Of the nation's 35 largest metros, the tri-county area has the highest percentage of households that don't have enough cash or other liquid assets to pay for three months of expenses, according to data compiled by the Corporation for Enterprise Development, a non-profit in Washington, D.C., that promotes economic opportunity for families.
Some 48.9 percent of families in Broward, Palm Beach and Miami-Dade counties don't have $5,876 in bank, investment and retirement accounts — the amount the study says even an impoverished family of four needs for three months of expenses.
"Five years into the economic recovery, most American families no longer live in fear of losing their jobs or their homes," the study says. "Yet, these families continue to exist in a state of persistent financial insecurity, making it difficult to look beyond immediate needs and plan for a more secure future."
Nearly half of South Floridians stand one financial emergency away from poverty, researchers concluded, based on census data.
Many families take home $50,000 to $75,000 a year — well above South Florida's $46,946 median income — but they have little to no savings, said Lebaron Sims, research manager for the Corporation for Enterprise Development, which partnered with nonprofits Citi Community Development and Catalyst Miami to conduct the study.
The cost of living in South Florida consumes their paychecks, he said. "It's just not the people on the fringes. It's your neighbors," Sims said.
Miami-Dade families face the toughest challenge, Nearly six of 10 households in the county are cash poor, the report found.
Forty-five percent of the households in Broward County and 38 percent in Palm Beach County fall into that category, according to the research.
Housing costs prevent many people from building cash reserves, Sims said.
The cost of housing in South Florida averages $16,212 annually, accounting for nearly 40 percent of an average household's expenses, compared with 33.2 percent nationally, according to the U.S. Bureau of Labor Statistics.
Sarah Nunez, a Hair Cuttery hairdresser in Southwest Ranches, says she can't afford to live near her job. So she lives in a two-bedroom, one-bath apartment in Hialeah with her daughter and parents. Her rent in the past two years has risen $200 to $1,050 a month, Nunez said.
Higher costs mean she has to go without to pay her bills.

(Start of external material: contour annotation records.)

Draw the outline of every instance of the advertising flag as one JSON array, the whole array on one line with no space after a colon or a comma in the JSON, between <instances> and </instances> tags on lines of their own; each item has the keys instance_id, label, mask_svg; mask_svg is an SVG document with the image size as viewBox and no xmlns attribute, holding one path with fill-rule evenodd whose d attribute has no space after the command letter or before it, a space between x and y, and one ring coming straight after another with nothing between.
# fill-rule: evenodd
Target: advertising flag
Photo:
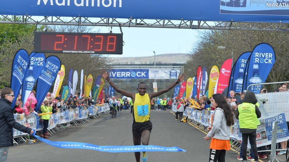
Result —
<instances>
[{"instance_id":1,"label":"advertising flag","mask_svg":"<svg viewBox=\"0 0 289 162\"><path fill-rule=\"evenodd\" d=\"M45 63L44 53L32 52L29 56L29 69L26 72L22 88L22 101L24 104L34 87Z\"/></svg>"},{"instance_id":2,"label":"advertising flag","mask_svg":"<svg viewBox=\"0 0 289 162\"><path fill-rule=\"evenodd\" d=\"M47 94L47 92L55 80L60 69L61 63L58 57L50 56L46 58L46 63L41 71L37 82L37 88L35 97L37 99L37 106L35 111L37 112Z\"/></svg>"},{"instance_id":3,"label":"advertising flag","mask_svg":"<svg viewBox=\"0 0 289 162\"><path fill-rule=\"evenodd\" d=\"M66 102L67 101L69 96L69 88L67 86L65 86L63 87L62 91L62 95L61 95L61 99L63 99Z\"/></svg>"},{"instance_id":4,"label":"advertising flag","mask_svg":"<svg viewBox=\"0 0 289 162\"><path fill-rule=\"evenodd\" d=\"M187 82L184 81L181 85L181 88L180 89L180 92L179 93L179 98L183 97L186 90L186 85L187 85Z\"/></svg>"},{"instance_id":5,"label":"advertising flag","mask_svg":"<svg viewBox=\"0 0 289 162\"><path fill-rule=\"evenodd\" d=\"M98 87L97 86L94 86L93 87L93 94L92 95L93 97L94 102L96 102L96 100L97 99L97 94L98 93Z\"/></svg>"},{"instance_id":6,"label":"advertising flag","mask_svg":"<svg viewBox=\"0 0 289 162\"><path fill-rule=\"evenodd\" d=\"M88 97L89 96L93 81L93 78L92 77L92 75L90 74L88 75L87 78L86 78L86 84L85 85L86 97Z\"/></svg>"},{"instance_id":7,"label":"advertising flag","mask_svg":"<svg viewBox=\"0 0 289 162\"><path fill-rule=\"evenodd\" d=\"M69 95L68 96L69 98L70 98L70 94L72 94L71 86L72 86L72 73L73 71L73 69L70 69L70 70L69 70L69 73L68 74L68 83L67 85L68 86L68 87L69 88Z\"/></svg>"},{"instance_id":8,"label":"advertising flag","mask_svg":"<svg viewBox=\"0 0 289 162\"><path fill-rule=\"evenodd\" d=\"M207 86L207 83L208 82L208 73L206 71L206 67L205 67L203 69L203 77L202 78L202 86L201 89L202 91L200 91L200 96L205 95L206 93L206 86Z\"/></svg>"},{"instance_id":9,"label":"advertising flag","mask_svg":"<svg viewBox=\"0 0 289 162\"><path fill-rule=\"evenodd\" d=\"M217 93L222 94L225 89L228 87L232 71L232 58L227 60L221 67L217 86Z\"/></svg>"},{"instance_id":10,"label":"advertising flag","mask_svg":"<svg viewBox=\"0 0 289 162\"><path fill-rule=\"evenodd\" d=\"M72 79L72 95L74 96L75 94L75 91L76 90L76 86L78 81L78 73L75 70L73 72L73 78Z\"/></svg>"},{"instance_id":11,"label":"advertising flag","mask_svg":"<svg viewBox=\"0 0 289 162\"><path fill-rule=\"evenodd\" d=\"M82 96L82 87L83 84L83 69L81 69L81 72L80 73L80 92L79 96L81 98Z\"/></svg>"},{"instance_id":12,"label":"advertising flag","mask_svg":"<svg viewBox=\"0 0 289 162\"><path fill-rule=\"evenodd\" d=\"M29 62L28 53L25 50L20 49L15 53L11 71L10 84L10 87L13 90L15 97L11 105L12 108L14 108L15 106L16 100L23 84L24 75L26 73Z\"/></svg>"},{"instance_id":13,"label":"advertising flag","mask_svg":"<svg viewBox=\"0 0 289 162\"><path fill-rule=\"evenodd\" d=\"M209 81L209 89L208 92L208 97L212 96L215 91L215 87L217 83L218 78L219 78L219 68L218 66L214 65L211 68L210 72L210 80Z\"/></svg>"},{"instance_id":14,"label":"advertising flag","mask_svg":"<svg viewBox=\"0 0 289 162\"><path fill-rule=\"evenodd\" d=\"M175 87L175 88L174 89L174 94L173 94L173 98L174 98L178 96L179 94L179 92L180 91L180 85L179 84L177 85Z\"/></svg>"},{"instance_id":15,"label":"advertising flag","mask_svg":"<svg viewBox=\"0 0 289 162\"><path fill-rule=\"evenodd\" d=\"M56 76L56 79L55 80L55 81L54 82L54 86L53 87L53 91L52 92L52 94L51 94L51 95L52 96L52 97L53 98L55 98L56 92L57 91L57 90L58 89L58 88L59 87L59 82L60 81L60 77L57 74Z\"/></svg>"},{"instance_id":16,"label":"advertising flag","mask_svg":"<svg viewBox=\"0 0 289 162\"><path fill-rule=\"evenodd\" d=\"M187 79L186 85L186 98L188 98L191 97L191 92L194 86L194 80L191 77L189 77Z\"/></svg>"},{"instance_id":17,"label":"advertising flag","mask_svg":"<svg viewBox=\"0 0 289 162\"><path fill-rule=\"evenodd\" d=\"M192 97L194 99L197 97L197 76L194 77L194 87L193 88L193 96Z\"/></svg>"},{"instance_id":18,"label":"advertising flag","mask_svg":"<svg viewBox=\"0 0 289 162\"><path fill-rule=\"evenodd\" d=\"M247 76L243 82L243 89L251 84L264 83L275 62L275 51L271 45L263 43L256 46L247 65ZM260 93L262 88L262 85L253 86L249 90L256 94Z\"/></svg>"},{"instance_id":19,"label":"advertising flag","mask_svg":"<svg viewBox=\"0 0 289 162\"><path fill-rule=\"evenodd\" d=\"M103 89L103 86L104 86L105 82L104 82L104 79L102 78L100 78L100 83L99 84L99 88L98 89L98 91L99 92L102 92L102 89ZM97 98L102 98L102 96L101 97L99 96L100 95L99 93L99 92L98 94L97 94ZM110 95L110 94L109 94L109 95Z\"/></svg>"},{"instance_id":20,"label":"advertising flag","mask_svg":"<svg viewBox=\"0 0 289 162\"><path fill-rule=\"evenodd\" d=\"M58 86L58 89L57 89L57 91L55 94L54 98L58 96L59 94L59 92L60 91L60 89L61 88L62 83L63 82L64 76L65 76L65 68L63 65L61 65L61 67L60 68L60 70L59 71L57 75L59 76L59 86Z\"/></svg>"},{"instance_id":21,"label":"advertising flag","mask_svg":"<svg viewBox=\"0 0 289 162\"><path fill-rule=\"evenodd\" d=\"M200 91L201 90L202 74L202 67L199 66L197 70L197 99L200 98Z\"/></svg>"},{"instance_id":22,"label":"advertising flag","mask_svg":"<svg viewBox=\"0 0 289 162\"><path fill-rule=\"evenodd\" d=\"M238 93L242 92L244 72L247 61L251 55L251 52L243 53L239 56L234 64L230 77L227 96L229 96L230 91L232 90Z\"/></svg>"}]
</instances>

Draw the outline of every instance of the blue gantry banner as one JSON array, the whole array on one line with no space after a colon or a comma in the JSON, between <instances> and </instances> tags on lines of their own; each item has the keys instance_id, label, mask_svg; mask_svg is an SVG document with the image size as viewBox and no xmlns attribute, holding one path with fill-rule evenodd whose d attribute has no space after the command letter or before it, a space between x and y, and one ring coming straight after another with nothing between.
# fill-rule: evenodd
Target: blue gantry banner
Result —
<instances>
[{"instance_id":1,"label":"blue gantry banner","mask_svg":"<svg viewBox=\"0 0 289 162\"><path fill-rule=\"evenodd\" d=\"M0 14L289 22L288 1L3 0ZM158 14L156 14L157 13Z\"/></svg>"}]
</instances>

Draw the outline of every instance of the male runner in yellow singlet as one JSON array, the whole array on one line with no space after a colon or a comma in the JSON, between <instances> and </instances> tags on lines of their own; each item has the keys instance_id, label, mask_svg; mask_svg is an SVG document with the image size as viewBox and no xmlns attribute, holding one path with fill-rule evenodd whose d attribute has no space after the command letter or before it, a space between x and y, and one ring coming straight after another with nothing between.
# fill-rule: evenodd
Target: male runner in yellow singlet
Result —
<instances>
[{"instance_id":1,"label":"male runner in yellow singlet","mask_svg":"<svg viewBox=\"0 0 289 162\"><path fill-rule=\"evenodd\" d=\"M152 129L152 124L150 121L150 102L154 97L157 97L163 93L167 92L182 81L186 77L186 74L183 73L179 75L178 79L166 89L155 92L148 94L147 91L147 85L144 82L139 84L138 93L129 92L119 89L108 77L108 73L104 70L102 71L102 77L107 81L109 84L116 91L125 96L130 97L134 104L134 121L132 123L132 135L134 144L134 145L148 145L150 137L150 133ZM147 156L146 152L142 152L142 160L144 162L147 161ZM139 162L140 153L135 152L137 162Z\"/></svg>"}]
</instances>

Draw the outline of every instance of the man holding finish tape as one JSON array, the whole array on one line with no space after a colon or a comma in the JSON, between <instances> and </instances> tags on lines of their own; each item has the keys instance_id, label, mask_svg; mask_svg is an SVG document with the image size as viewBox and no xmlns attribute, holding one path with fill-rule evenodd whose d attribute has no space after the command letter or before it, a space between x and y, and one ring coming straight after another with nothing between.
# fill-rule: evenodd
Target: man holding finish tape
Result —
<instances>
[{"instance_id":1,"label":"man holding finish tape","mask_svg":"<svg viewBox=\"0 0 289 162\"><path fill-rule=\"evenodd\" d=\"M139 84L138 93L129 92L119 88L108 77L107 72L102 71L101 76L107 81L108 83L115 91L125 96L131 98L134 104L133 115L134 121L132 122L132 135L134 145L148 145L150 137L150 133L152 129L152 124L150 120L150 102L154 97L157 97L167 92L179 82L184 80L186 74L183 73L179 74L178 80L166 89L149 94L146 93L147 85L144 82ZM146 152L142 152L142 160L144 162L147 161L147 155ZM140 153L135 152L137 162L140 161Z\"/></svg>"}]
</instances>

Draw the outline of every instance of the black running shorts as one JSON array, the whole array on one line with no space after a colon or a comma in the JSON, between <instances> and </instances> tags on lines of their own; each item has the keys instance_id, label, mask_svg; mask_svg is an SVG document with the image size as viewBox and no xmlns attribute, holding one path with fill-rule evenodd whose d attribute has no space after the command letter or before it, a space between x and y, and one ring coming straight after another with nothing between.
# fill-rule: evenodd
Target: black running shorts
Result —
<instances>
[{"instance_id":1,"label":"black running shorts","mask_svg":"<svg viewBox=\"0 0 289 162\"><path fill-rule=\"evenodd\" d=\"M136 138L143 132L148 130L151 132L152 129L152 123L150 120L143 122L132 122L132 136Z\"/></svg>"}]
</instances>

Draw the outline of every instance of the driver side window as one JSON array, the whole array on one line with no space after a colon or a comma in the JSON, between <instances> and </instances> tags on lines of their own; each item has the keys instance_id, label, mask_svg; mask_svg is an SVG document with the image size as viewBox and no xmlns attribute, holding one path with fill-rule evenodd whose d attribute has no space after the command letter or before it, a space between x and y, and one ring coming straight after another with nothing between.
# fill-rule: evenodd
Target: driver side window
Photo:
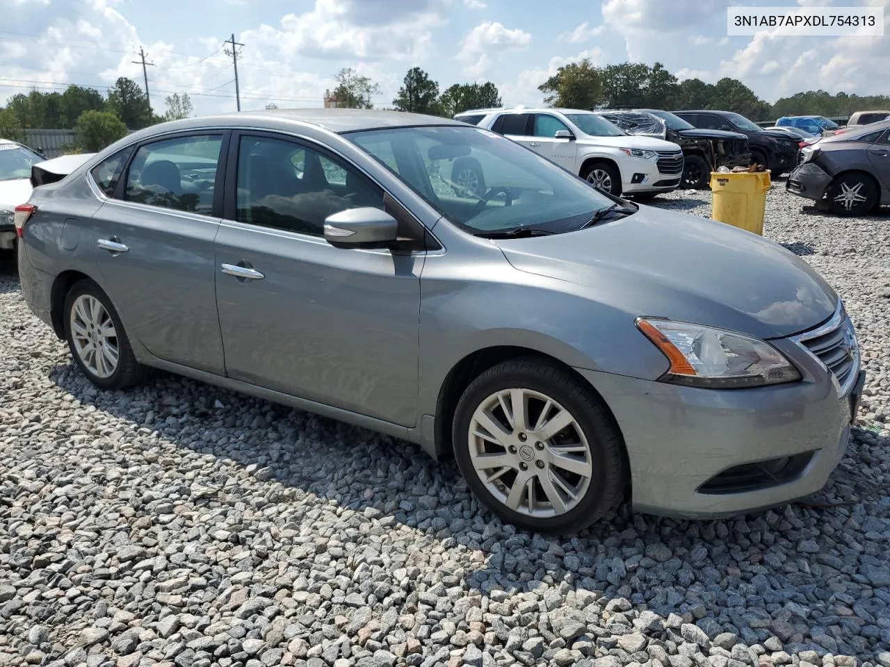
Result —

The single mom would like, for example, to buy a $40 pair of shoes for work, but "I can't even afford them." She said she recently had to borrow money to pay living expenses, promising to pay friends back when she gets her income tax refund. "It's crazy," she said.
The housing bust in South Florida created economic stress not just for owners forced out of homes but for all renters who face rising rent, researcher Sims said.
Apartment rents in the West Palm Beach area rose 9.1 percent in November from the year before, according to Axiometrics, a rental housing analyst in Dallas. Rents in the Fort Lauderdale area rose 6.1 percent. Both surpassed the national average of 4.7 percent, Axiometrics said in a study released Tuesday.
Landlords are able to raise rents easily because rental units are in high demand, said Axiometrics spokesman Ross Coulter. Apartments in both counties are about 95 percent full, he said.
Greg Goodman of Delray Beach said he sold his condo unit at a loss last year and ended up renting — only to find his complex wanted to raise his monthly rent this year by $200. "I said you've got to be kidding me," said Goodman, a communications manager. He said he negotiated an increase of less than half what the complex originally asked for.
He said he still must watch his expenses closely.
Overall, inflation here runs ahead of the nation's. South Florida's consumer price index for all urban consumers increased 2.2 percent in October from a year ago, compared with the nation's 1.7 percent rise for the same period, according to the latest statistics from the U.S. Bureau of Labor Statistics.